Slow down, you move too fast. You've got to make the morning last…
Lately, I've been focusing on trying to capture the essence of that song. Weekdays, it seems to be easy since I rise before the birds. My yoga mat spread across the living room floor, I welcome each day with stretches, a few dozen crunches, push-ups and meditation.
Then I hope Virginia wakes in a good mood because we're in the throes of the terrible two's, which as I learned with Isabella really kicks in as they near three years old.
The weekends are a whole other story. Those 48 hours are like a never-ending search for the holy grail, trying to carve out peaceful quality time as a family. Most weekends it feels as though we miss the mark on the peaceful part, as we diffuse tantrums, finish up homework and watch the clock move at warp speed, gobbling up the last minutes of daylight.
Turning back the time last week helped some. Approaching the weekend with a different strategy does too.
This Saturday I shrugged off the laundry hamper, erupting dirty clothes all over the bathroom floor. Speaking of floors—those would have to wait too. It would be at least one more day before they meet their fate with a mop and bucket of water.
Today we seized the moment, and went into Astoria for breakfast. Nothing fancy, just a diner under the el. The kids watched low-flying airplanes, make their descent into La Guardia as we drove down the BQE en route to a quick meal, fingers crossed that the youngest member in the car would not force an emergency evacuation.
And then we made our way to Socrates Sculpture Park. The Mr. and I have been going there for almost 16 years—as long as we know each other. How lovely are these "snow angels" embedded in the ground?
As we stared across the river, glancing at the city, the Mr. pointed out that we were also looking at Roosevelt Island. Can you believe I'd never been there? Honestly, it's probably the last place anyone who grew up in Brooklyn would've thought to visit.
So we loaded into the car, and in less than five minutes we were there. He couldn't believe it was my first visit. I've added riding the tram roundtrip to my bucket list. I mean. It's amazing how many things I will probably never see and do in my own city before I die, simply because of its sheer size and volume of activities.
All this brought me back to a few nights ago. The Mr. showed me a cool project called The Wilderness Downtown. I promise it's worth downloading Google Chrome to properly view it. At one point a message pops up on the screen, asking you to write a postcard to your younger self.

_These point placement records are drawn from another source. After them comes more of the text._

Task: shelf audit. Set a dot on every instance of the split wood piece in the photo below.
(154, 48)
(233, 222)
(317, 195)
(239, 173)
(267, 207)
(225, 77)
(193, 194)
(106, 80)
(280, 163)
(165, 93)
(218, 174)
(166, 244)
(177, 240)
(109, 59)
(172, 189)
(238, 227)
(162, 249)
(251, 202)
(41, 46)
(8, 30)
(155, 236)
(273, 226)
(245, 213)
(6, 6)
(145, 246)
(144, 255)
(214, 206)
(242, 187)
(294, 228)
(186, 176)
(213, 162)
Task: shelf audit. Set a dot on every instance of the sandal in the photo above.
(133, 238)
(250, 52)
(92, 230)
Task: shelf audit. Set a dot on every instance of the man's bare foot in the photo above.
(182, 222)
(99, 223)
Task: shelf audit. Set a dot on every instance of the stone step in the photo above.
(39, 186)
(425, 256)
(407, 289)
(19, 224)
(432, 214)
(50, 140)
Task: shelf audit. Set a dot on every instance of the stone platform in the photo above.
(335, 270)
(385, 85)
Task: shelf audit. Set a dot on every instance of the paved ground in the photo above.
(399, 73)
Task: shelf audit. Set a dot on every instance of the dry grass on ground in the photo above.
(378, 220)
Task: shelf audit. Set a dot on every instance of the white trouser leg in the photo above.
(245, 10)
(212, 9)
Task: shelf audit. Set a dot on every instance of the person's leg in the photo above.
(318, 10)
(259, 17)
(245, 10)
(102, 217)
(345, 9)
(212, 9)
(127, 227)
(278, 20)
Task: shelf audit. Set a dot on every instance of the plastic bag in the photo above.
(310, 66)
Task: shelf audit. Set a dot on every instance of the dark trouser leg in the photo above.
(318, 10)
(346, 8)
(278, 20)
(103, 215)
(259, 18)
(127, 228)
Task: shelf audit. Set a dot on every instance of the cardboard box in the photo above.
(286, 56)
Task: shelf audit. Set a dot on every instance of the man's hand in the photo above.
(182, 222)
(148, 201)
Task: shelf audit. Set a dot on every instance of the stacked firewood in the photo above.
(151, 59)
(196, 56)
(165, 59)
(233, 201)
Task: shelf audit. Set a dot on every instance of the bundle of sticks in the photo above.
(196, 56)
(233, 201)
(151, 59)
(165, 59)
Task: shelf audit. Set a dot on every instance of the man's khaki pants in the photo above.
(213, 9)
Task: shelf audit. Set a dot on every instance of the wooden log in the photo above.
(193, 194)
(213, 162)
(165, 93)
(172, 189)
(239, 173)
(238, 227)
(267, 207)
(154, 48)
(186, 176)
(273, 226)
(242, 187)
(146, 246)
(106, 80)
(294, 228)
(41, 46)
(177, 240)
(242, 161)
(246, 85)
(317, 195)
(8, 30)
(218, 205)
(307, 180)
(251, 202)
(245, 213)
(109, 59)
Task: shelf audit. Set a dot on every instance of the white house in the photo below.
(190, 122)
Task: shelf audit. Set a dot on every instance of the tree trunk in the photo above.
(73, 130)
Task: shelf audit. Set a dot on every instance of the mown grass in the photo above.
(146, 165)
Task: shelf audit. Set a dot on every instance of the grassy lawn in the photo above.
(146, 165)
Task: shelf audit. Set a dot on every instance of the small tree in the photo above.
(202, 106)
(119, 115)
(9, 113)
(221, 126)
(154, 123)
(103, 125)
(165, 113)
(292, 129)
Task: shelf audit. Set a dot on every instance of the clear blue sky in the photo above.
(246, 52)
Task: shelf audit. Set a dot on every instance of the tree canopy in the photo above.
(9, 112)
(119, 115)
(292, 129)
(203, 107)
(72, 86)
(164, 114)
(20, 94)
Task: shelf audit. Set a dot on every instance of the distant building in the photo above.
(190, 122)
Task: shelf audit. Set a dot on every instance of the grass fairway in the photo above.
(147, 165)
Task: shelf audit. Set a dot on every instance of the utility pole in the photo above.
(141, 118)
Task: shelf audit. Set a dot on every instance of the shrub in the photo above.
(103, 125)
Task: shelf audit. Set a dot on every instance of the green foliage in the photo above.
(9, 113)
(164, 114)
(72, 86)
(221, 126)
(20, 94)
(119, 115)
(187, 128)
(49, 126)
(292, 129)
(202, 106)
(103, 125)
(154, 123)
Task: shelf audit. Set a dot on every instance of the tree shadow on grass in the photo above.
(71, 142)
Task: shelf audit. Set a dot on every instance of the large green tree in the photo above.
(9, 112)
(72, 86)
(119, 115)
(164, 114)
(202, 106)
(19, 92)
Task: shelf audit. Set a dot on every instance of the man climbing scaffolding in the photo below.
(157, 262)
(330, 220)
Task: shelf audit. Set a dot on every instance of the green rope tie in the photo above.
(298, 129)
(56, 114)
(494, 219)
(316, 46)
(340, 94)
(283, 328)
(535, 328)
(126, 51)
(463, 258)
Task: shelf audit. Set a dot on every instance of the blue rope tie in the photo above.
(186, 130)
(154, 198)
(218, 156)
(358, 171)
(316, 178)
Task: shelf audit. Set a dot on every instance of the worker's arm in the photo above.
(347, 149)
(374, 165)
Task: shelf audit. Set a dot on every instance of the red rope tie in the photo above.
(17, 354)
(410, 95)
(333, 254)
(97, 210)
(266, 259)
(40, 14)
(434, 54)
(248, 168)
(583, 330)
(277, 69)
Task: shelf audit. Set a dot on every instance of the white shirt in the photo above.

I stared blankly at the screen. There's so much I could share but changing just one nanosecond might mean I wasn't standing there next to the Mr. Suddenly the tantrums seemed worth it, and there was an odd meaning to all the struggles that came before.
So I left the screen blank.
I went back to The Wilderness Downtown today. I stared at the screen again at that same moment. And then it happened. I realized what I would tell myself if I could go back in time.
I typed the words 'it gets better".
And then tears streamed down my face.
And I was happy, because today proved that it really does. Tomorrow can only hold more promise of the same.